Dannenröder Forst: Polizei-Chef und Waldbesetzer sehen Eskalationen sehr unterschiedlich

Polizeipräsident Bernd Paul sagt, die Polizei stehe auf der „Seite des Rechts“. Die Waldbesetzer im Dannenröder Forst klagen das „unverantwortliche Handeln“ der Einsatzkräfte an.
- Die Räumung des Dannenröder Forsts geht weiter – die Konflikte zwischen Polizei und Aktivisten verschärfen sich.
- Der Polizeipräsident von Mittelhessen kritisiert im Interview Gewaltakte und fordert mehr Dialog.
- Die Waldbesetzer machen ihrerseits der Polizei Vorwürfe: Es könnten Menschen getötet werden, glauben sie.

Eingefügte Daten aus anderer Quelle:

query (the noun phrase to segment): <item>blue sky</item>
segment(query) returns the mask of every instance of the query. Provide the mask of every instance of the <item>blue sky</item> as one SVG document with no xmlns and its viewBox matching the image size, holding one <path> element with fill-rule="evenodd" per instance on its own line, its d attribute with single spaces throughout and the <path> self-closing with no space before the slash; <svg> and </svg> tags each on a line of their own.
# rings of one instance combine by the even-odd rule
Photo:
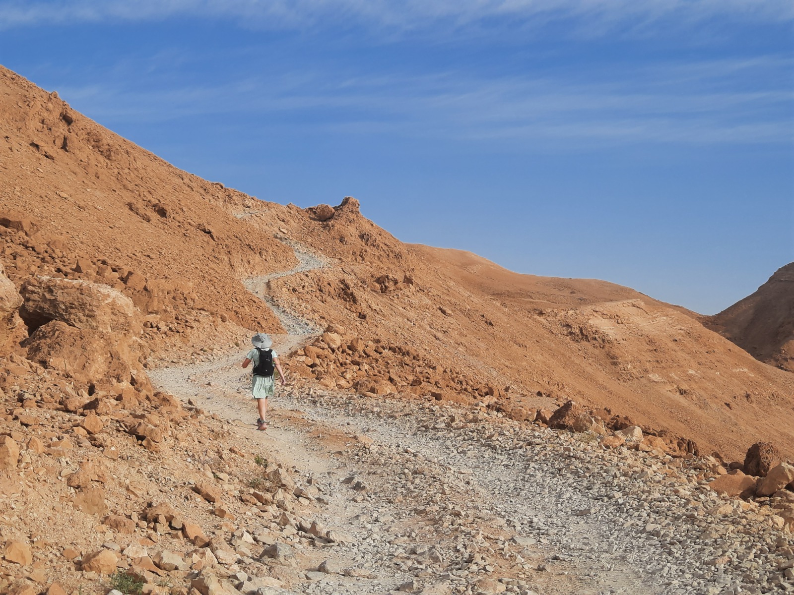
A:
<svg viewBox="0 0 794 595">
<path fill-rule="evenodd" d="M 176 166 L 714 313 L 794 260 L 794 4 L 0 0 L 0 63 Z"/>
</svg>

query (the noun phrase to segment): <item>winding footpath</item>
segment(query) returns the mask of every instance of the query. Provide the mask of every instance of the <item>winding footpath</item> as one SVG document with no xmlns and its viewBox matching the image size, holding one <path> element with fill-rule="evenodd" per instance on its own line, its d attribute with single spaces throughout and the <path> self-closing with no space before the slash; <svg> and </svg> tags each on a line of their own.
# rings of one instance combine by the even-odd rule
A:
<svg viewBox="0 0 794 595">
<path fill-rule="evenodd" d="M 290 245 L 295 267 L 246 281 L 287 330 L 274 336 L 283 353 L 320 329 L 279 306 L 268 282 L 326 266 Z M 241 359 L 151 377 L 252 428 Z M 738 505 L 726 509 L 697 470 L 666 455 L 606 451 L 587 435 L 484 408 L 374 401 L 311 385 L 287 386 L 274 401 L 271 428 L 252 433 L 276 460 L 322 478 L 322 520 L 350 536 L 333 559 L 357 569 L 322 578 L 307 571 L 293 593 L 794 593 L 780 570 L 791 534 L 743 519 Z"/>
</svg>

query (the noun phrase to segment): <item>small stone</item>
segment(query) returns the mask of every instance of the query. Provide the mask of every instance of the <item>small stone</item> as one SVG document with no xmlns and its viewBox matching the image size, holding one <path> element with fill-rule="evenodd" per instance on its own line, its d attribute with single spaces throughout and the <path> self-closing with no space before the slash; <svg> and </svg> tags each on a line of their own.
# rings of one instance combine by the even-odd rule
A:
<svg viewBox="0 0 794 595">
<path fill-rule="evenodd" d="M 620 436 L 625 440 L 636 442 L 642 440 L 642 429 L 639 426 L 632 425 L 624 428 L 622 430 L 618 430 L 615 432 L 615 435 Z"/>
<path fill-rule="evenodd" d="M 295 554 L 292 553 L 292 548 L 286 543 L 276 543 L 265 547 L 260 558 L 272 558 L 276 562 L 287 563 L 295 559 Z"/>
<path fill-rule="evenodd" d="M 6 542 L 6 547 L 3 550 L 3 558 L 9 562 L 26 566 L 33 562 L 33 555 L 30 551 L 30 546 L 23 543 L 21 541 L 10 539 Z"/>
<path fill-rule="evenodd" d="M 321 562 L 317 570 L 326 574 L 341 574 L 345 570 L 345 565 L 338 560 L 329 559 Z"/>
<path fill-rule="evenodd" d="M 99 550 L 83 557 L 83 572 L 96 572 L 99 574 L 111 574 L 116 571 L 118 556 L 110 550 Z"/>
<path fill-rule="evenodd" d="M 154 562 L 158 568 L 167 572 L 170 572 L 171 570 L 186 570 L 188 567 L 181 556 L 168 550 L 164 550 L 156 554 L 152 562 Z"/>
<path fill-rule="evenodd" d="M 98 416 L 88 415 L 83 418 L 80 426 L 89 434 L 98 434 L 102 432 L 105 424 L 99 419 Z"/>
<path fill-rule="evenodd" d="M 209 482 L 199 482 L 193 486 L 193 491 L 208 502 L 219 502 L 222 496 L 220 488 Z"/>
</svg>

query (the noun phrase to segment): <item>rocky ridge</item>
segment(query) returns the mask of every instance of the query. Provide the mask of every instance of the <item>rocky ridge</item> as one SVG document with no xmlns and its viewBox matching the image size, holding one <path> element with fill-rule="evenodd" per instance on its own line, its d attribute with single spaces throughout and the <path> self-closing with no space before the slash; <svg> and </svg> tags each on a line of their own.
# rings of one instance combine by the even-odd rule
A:
<svg viewBox="0 0 794 595">
<path fill-rule="evenodd" d="M 794 371 L 794 263 L 707 324 L 761 361 Z"/>
</svg>

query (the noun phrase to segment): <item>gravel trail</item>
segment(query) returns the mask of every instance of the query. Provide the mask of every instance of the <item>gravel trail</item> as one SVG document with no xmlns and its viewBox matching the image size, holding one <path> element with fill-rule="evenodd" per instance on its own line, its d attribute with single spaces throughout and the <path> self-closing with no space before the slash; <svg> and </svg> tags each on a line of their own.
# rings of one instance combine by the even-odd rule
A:
<svg viewBox="0 0 794 595">
<path fill-rule="evenodd" d="M 246 284 L 287 330 L 274 337 L 285 353 L 319 329 L 273 303 L 268 282 L 326 265 L 291 245 L 298 266 Z M 239 359 L 163 368 L 152 378 L 252 424 Z M 484 408 L 375 401 L 310 386 L 281 390 L 273 405 L 274 426 L 257 440 L 323 475 L 323 521 L 351 535 L 334 555 L 358 569 L 322 580 L 309 572 L 296 592 L 396 593 L 409 580 L 428 595 L 794 592 L 783 571 L 794 559 L 791 534 L 720 499 L 696 477 L 696 462 L 605 450 L 597 436 L 521 424 Z M 329 435 L 349 441 L 330 451 L 318 443 Z"/>
</svg>

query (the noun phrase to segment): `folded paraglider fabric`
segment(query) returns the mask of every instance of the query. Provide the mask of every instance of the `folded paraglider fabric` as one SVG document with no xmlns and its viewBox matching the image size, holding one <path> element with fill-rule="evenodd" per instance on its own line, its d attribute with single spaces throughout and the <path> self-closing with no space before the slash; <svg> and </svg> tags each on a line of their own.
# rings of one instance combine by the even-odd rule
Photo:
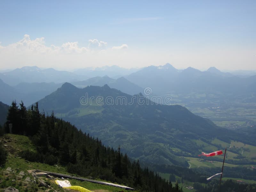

+++ Update 25.11.2020, 18:23 Uhr: Die Gewalt bei den Protesten im Dannenröder Forst eskaliert zunehmends. Nachdem zuvor zwei Aktivisten von Plattformen in den Bäumen gestürzt waren, fiel jetzt ein Gestell auf Baumstämmen in Richtung der Polizisten. Die Staatsanwaltschaft Gießen ermittelt wegen versuchter Tötung, wie die Deutsche Presse Agentur (dpa) berichtete. Weitere Details wurden zunächst nicht bekannt.
Bei dem Vorfall war ein sogenannter Twopod umgefallen, die Polizisten konnten gerade noch rechtzeitig ausweichen und blieben unverletzt. Die Stelle, an der der Twopod umfiel, wurde von der Polizei abgesperrt und zu einem Tatort erklärt. „Es besteht der Verdacht, dass ein Seil vorsätzlich gelöst wurde. In diesem Zusammenhang verfolgen wir eine Person, die damit in Verbindung stehen könnte“, hatten die Beamten via Twitter erklärt.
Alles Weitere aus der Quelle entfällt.